Polish Independent Coffee Market – ETL & BI Pipeline
End-to-end data pipeline that extracts coffee market data from the Allegro API, transforms it into a clean analytical model, stores it in MySQL, and visualizes insights in Power BI.
Project Overview
- Collects data about independent coffee roasters in Poland, excluding mass-market brands.
- Focuses on product characteristics: brands, origin, roast level, caffeine content, packaging, and more.
- Creates a normalized relational schema for analytical purposes (snowflake-style).
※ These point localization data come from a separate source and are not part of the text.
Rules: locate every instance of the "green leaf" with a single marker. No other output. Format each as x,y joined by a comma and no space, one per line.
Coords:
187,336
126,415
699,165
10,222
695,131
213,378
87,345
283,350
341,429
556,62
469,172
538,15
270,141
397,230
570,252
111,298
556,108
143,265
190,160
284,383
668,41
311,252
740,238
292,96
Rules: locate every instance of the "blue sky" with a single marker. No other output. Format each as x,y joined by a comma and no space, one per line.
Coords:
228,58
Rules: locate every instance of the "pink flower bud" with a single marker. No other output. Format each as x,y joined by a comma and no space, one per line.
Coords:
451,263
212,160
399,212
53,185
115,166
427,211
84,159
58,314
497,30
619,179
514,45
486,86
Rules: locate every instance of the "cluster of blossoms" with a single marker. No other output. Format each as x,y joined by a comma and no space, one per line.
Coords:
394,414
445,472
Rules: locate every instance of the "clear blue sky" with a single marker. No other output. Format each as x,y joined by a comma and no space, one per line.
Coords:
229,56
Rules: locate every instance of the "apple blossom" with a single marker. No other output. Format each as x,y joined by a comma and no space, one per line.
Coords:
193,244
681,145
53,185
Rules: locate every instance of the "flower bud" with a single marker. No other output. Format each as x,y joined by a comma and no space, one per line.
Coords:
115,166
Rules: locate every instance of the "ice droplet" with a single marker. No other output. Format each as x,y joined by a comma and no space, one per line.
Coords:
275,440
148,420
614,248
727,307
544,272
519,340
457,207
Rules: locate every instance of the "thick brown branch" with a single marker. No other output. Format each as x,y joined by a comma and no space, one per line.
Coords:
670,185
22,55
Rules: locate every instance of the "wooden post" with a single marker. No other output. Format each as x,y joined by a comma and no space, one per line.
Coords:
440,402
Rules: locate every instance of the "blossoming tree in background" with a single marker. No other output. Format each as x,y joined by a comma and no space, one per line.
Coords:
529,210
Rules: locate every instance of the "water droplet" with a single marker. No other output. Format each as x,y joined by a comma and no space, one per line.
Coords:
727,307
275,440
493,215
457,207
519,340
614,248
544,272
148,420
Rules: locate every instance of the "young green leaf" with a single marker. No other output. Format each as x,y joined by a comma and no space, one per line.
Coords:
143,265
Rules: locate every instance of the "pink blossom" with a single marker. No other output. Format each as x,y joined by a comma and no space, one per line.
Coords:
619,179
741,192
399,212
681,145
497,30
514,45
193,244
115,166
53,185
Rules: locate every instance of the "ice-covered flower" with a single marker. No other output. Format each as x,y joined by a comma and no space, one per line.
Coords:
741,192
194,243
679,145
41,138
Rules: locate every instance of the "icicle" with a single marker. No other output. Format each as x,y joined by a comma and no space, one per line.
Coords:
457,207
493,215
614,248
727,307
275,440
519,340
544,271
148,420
- Provides clean datasets for BI and dashboards.
Tech Stack
Python (Poetry, Pydantic, SQLAlchemy), MySQL, DBeaver, Power BI
The pipeline uses Python for ETL: extracting JSON data from the Allegro REST API, validating and transforming it, and loading it into a relational database. Power BI visualizes the data for insights.
Architecture
The project follows an end-to-end ETL workflow:
- Extract: Fetch product data from Allegro API and save raw JSON for traceability.
- Transform: Normalize products, parameters, and parameter values into relational tables. Clean and validate data using Pydantic models.
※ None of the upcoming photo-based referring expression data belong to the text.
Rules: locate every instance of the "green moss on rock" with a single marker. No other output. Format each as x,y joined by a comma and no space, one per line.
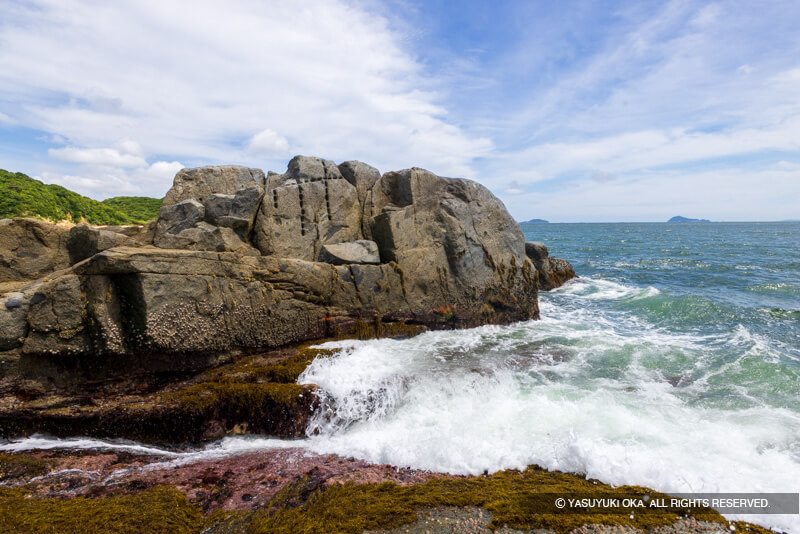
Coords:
13,466
245,400
523,500
159,510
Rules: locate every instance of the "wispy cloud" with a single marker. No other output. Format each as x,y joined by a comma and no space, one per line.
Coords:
207,83
604,111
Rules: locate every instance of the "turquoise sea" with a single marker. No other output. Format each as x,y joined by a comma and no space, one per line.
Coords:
672,362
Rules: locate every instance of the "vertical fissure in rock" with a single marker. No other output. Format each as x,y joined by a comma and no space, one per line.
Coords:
327,193
302,209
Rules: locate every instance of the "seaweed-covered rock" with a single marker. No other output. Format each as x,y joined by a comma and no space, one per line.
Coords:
552,272
242,262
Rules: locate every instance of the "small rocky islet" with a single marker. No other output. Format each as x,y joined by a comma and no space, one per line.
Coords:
197,325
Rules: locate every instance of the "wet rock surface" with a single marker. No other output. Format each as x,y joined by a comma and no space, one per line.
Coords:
551,272
242,261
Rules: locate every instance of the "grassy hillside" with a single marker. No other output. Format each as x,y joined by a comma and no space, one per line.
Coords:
141,209
22,196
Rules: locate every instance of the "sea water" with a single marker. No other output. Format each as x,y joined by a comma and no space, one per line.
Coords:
673,362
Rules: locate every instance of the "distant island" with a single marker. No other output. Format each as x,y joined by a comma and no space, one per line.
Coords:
678,218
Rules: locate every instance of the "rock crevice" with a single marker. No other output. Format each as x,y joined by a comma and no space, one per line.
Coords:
238,260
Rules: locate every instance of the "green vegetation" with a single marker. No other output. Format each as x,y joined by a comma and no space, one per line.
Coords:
244,401
159,510
139,209
22,196
523,500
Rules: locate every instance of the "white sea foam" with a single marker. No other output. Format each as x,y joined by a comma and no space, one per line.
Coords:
41,442
599,393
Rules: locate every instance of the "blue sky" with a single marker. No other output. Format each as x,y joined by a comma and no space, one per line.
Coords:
568,111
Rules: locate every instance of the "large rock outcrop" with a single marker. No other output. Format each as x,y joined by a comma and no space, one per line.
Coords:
238,260
551,272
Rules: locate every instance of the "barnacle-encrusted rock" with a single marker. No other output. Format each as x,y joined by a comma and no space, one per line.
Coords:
244,261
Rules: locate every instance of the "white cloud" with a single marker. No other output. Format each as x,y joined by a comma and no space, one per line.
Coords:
771,194
194,82
269,143
112,157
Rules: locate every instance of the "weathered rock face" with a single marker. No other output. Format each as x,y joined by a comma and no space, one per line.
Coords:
359,252
551,272
243,262
30,248
202,182
310,205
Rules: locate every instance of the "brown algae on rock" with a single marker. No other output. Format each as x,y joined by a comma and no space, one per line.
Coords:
159,510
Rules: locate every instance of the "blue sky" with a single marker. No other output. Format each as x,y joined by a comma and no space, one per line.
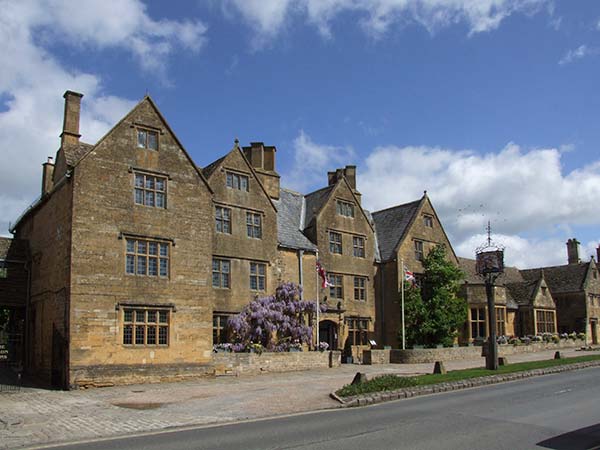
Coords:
490,105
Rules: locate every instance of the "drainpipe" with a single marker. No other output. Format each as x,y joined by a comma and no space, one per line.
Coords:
301,275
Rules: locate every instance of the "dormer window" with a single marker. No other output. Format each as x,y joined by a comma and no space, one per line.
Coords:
345,209
147,139
236,181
- Load: Insert processed data into MySQL tables using idempotent Python functions.
- Analyze: Create BI dashboards in Power BI using the cleaned relational model. Key metrics include brand distribution, origin, roast levels, caffeine content, and package sizes.

Key Insights
- Top package sizes: 1000g, 250g, 500g, with rare sizes grouped as “Other”.
- Most products are Arabica, with light and medium roast dominating independent roasters.
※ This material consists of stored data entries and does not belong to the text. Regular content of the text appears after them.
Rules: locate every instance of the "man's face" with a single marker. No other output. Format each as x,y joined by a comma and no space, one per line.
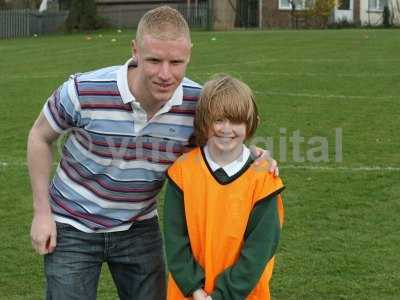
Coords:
161,67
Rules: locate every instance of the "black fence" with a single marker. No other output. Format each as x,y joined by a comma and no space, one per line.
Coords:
24,22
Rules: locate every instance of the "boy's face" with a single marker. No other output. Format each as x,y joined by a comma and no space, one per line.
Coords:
225,136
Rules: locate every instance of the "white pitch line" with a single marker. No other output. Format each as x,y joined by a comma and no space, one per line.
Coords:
282,167
351,169
272,93
307,74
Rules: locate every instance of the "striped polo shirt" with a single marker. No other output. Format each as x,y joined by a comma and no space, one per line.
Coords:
114,160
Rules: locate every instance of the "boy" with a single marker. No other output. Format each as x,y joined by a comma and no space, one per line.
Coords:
223,215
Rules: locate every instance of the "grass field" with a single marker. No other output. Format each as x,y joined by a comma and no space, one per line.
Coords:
341,237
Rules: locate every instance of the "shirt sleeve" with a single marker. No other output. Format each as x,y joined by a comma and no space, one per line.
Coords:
261,240
62,108
187,273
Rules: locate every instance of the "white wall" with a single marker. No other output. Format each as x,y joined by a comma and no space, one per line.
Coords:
375,18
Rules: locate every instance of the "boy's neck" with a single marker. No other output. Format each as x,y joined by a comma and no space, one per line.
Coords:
223,158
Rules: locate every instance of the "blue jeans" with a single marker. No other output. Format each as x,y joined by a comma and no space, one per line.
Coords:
135,259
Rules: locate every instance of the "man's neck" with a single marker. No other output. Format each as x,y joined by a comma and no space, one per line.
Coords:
140,95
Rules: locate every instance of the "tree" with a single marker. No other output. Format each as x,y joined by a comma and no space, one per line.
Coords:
322,10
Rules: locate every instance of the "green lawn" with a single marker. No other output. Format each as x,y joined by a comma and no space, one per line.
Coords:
341,237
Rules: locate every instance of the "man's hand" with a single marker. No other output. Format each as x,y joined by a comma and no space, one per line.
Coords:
200,294
263,155
43,233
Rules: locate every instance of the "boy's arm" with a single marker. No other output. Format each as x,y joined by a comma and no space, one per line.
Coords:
260,243
187,273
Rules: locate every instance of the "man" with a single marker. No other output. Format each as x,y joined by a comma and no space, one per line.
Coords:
127,125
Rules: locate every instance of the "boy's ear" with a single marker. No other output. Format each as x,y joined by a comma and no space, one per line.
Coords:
134,48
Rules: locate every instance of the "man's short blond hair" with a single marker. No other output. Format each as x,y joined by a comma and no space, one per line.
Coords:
225,97
163,23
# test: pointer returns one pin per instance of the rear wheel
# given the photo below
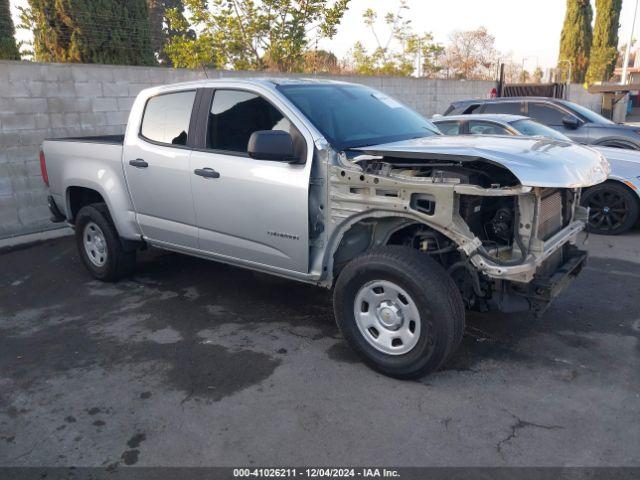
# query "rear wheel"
(400, 311)
(101, 249)
(613, 209)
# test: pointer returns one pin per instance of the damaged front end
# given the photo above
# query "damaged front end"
(508, 240)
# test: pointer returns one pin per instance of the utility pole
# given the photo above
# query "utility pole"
(625, 63)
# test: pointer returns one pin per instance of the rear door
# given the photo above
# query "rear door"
(251, 210)
(156, 165)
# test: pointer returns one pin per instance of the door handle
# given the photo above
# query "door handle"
(138, 163)
(206, 173)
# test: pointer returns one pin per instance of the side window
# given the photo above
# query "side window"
(512, 108)
(235, 115)
(545, 113)
(449, 128)
(166, 118)
(486, 128)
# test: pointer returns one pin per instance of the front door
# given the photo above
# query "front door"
(252, 210)
(158, 173)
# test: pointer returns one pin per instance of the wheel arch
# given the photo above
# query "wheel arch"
(615, 181)
(363, 232)
(77, 197)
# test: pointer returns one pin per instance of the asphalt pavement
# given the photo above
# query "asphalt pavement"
(192, 363)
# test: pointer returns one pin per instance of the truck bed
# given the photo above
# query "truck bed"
(109, 139)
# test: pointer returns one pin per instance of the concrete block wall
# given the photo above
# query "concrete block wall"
(59, 100)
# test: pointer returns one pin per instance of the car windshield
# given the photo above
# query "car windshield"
(352, 116)
(533, 128)
(590, 115)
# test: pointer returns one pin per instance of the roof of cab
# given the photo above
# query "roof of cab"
(496, 117)
(264, 81)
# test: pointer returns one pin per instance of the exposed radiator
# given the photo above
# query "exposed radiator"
(550, 212)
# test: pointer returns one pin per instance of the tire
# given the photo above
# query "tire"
(101, 249)
(613, 208)
(415, 289)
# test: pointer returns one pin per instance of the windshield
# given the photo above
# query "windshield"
(533, 128)
(352, 116)
(590, 115)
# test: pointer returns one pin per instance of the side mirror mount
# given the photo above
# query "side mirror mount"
(571, 122)
(274, 145)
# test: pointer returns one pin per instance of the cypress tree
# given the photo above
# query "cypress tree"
(604, 50)
(8, 46)
(91, 31)
(161, 28)
(575, 39)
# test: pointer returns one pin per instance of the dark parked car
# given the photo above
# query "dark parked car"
(614, 206)
(578, 123)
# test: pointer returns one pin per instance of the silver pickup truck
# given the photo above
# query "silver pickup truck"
(338, 185)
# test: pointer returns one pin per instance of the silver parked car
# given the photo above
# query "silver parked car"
(575, 121)
(614, 205)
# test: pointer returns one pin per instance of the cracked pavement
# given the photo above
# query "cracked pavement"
(193, 363)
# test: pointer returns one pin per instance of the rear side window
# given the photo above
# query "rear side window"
(449, 128)
(235, 115)
(166, 118)
(511, 108)
(545, 113)
(486, 128)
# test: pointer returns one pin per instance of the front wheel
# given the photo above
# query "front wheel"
(613, 208)
(400, 311)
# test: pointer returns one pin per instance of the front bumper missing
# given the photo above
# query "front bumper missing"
(526, 271)
(56, 215)
(546, 289)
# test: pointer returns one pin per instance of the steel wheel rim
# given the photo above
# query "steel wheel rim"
(387, 317)
(95, 244)
(607, 210)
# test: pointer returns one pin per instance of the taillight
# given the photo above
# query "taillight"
(43, 169)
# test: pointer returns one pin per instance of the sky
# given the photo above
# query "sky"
(530, 30)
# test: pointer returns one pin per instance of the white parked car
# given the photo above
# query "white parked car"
(614, 206)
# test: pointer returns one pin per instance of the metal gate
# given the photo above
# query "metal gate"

- Brazil, Ethiopia, and Colombia are the most common origins for Polish independent coffees.
- Decaf products are a small fraction, showing niche market presence.
Screenshots


Code & Documentation
Full code, database schema, and Power BI files are available on GitHub:github.com/yourusername/data-coffee-market
What I Learned
This project demonstrates end-to-end ETL design, data modeling, Python validation with Pydantic, relational schema design, and interactive dashboards in Power BI. I improved skills in API integration, data cleaning, idempotent database operations, and dashboard storytelling.